Tuesday, June 12, 2007

Review of Books I Have Reviewed 02

Continuing a review of books I have already reviewed with a brief statement of what I found interesting in them (02).

The American Seasons. Edwin Way Teale. 1950. The changing seasons throughout the United States.

Anthem. Ayn Rand. 1946. Novel. Favors the individual "I" over the collective "We."

The Art of Teaching. Gilbert Highet. 1955. The basics of teaching--at any level.

As I Lay Dying. William Faulkner. 1930. Novel. The funeral trip from Hell but the situation is outrageously funny--to the reader, not the participants.

Ask Not (JFK's Inauguration speech). Thurston Clarke. 2004. The origins, contributions to, political backstabbing and delivery of Kennedy's Inauguration Address.

Autobiography of Mark Twain. Ed. Charles Neider. 1919. Published after Twain's death, so he speaks from the grave without fear of criticism.

Babbitt. Sinclair Lewis. 1922. Novel. Middle-aged Babbitt has his individuality sucked out of him by middle-class society.

Best American Essays of the Century. Eds. Oates and atwan. 2000. Essays [20th century] that are mostly provocative. Martin Luther King's "Letter from Birmingham Jail" in 1963 is memorable as are many others. Not to be missed.
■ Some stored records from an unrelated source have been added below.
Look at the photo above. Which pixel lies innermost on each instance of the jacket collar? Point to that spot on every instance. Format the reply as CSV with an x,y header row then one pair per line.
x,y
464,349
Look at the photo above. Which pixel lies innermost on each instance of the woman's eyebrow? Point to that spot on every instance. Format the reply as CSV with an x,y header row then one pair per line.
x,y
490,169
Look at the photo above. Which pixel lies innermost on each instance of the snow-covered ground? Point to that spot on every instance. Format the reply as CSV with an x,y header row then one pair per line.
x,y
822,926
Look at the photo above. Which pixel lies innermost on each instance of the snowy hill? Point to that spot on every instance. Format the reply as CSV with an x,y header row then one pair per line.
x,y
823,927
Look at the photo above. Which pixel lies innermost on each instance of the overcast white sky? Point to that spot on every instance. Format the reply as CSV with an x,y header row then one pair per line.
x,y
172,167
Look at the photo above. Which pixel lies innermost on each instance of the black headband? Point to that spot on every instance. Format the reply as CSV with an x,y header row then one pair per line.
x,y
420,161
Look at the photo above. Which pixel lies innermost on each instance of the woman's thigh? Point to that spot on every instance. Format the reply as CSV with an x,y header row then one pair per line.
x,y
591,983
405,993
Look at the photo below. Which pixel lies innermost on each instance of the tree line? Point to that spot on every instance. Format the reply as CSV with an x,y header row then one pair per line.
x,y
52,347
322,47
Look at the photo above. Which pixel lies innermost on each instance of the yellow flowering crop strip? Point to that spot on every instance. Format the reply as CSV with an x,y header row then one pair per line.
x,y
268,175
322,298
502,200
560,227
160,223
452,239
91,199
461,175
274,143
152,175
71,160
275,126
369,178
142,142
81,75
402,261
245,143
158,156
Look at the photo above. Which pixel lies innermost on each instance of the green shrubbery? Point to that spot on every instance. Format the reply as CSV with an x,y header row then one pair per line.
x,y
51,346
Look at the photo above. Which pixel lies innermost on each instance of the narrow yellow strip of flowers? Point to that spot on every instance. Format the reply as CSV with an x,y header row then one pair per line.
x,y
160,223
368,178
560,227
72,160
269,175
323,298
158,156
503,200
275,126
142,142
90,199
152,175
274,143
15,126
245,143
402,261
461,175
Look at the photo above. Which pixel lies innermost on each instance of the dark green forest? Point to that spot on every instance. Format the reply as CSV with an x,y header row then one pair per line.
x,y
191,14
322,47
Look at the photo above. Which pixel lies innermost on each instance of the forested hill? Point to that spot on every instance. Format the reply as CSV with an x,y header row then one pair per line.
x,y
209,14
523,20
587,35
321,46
The Best and the Brightest. David Halberstam. 1972. The tragedy of Vietnam occurred because of the differences in leadership style between LBJ and JFK.

The Best Nature Writing of Joseph Wood Krutch. 1970. "Nothing the lesser creatures can teach us is more worth learning than the lesson of gladness."

Bill Campbell: Voice of Philadelphia Sports. Sam Carchidi. 2006. The voice of University of Pennsylvania football, Wilt Chamberlain's hundred-point game, the Philadelphia Eagles' championship football game vs. the Green Bay Packers in 1960 and the collapse of the 1964 Phillies.

The Blithedale Romance. Nathaniel Hawthorne. 1852. Fiction. Critics might not like my interpretation, but I think this romance is a novel of feminism.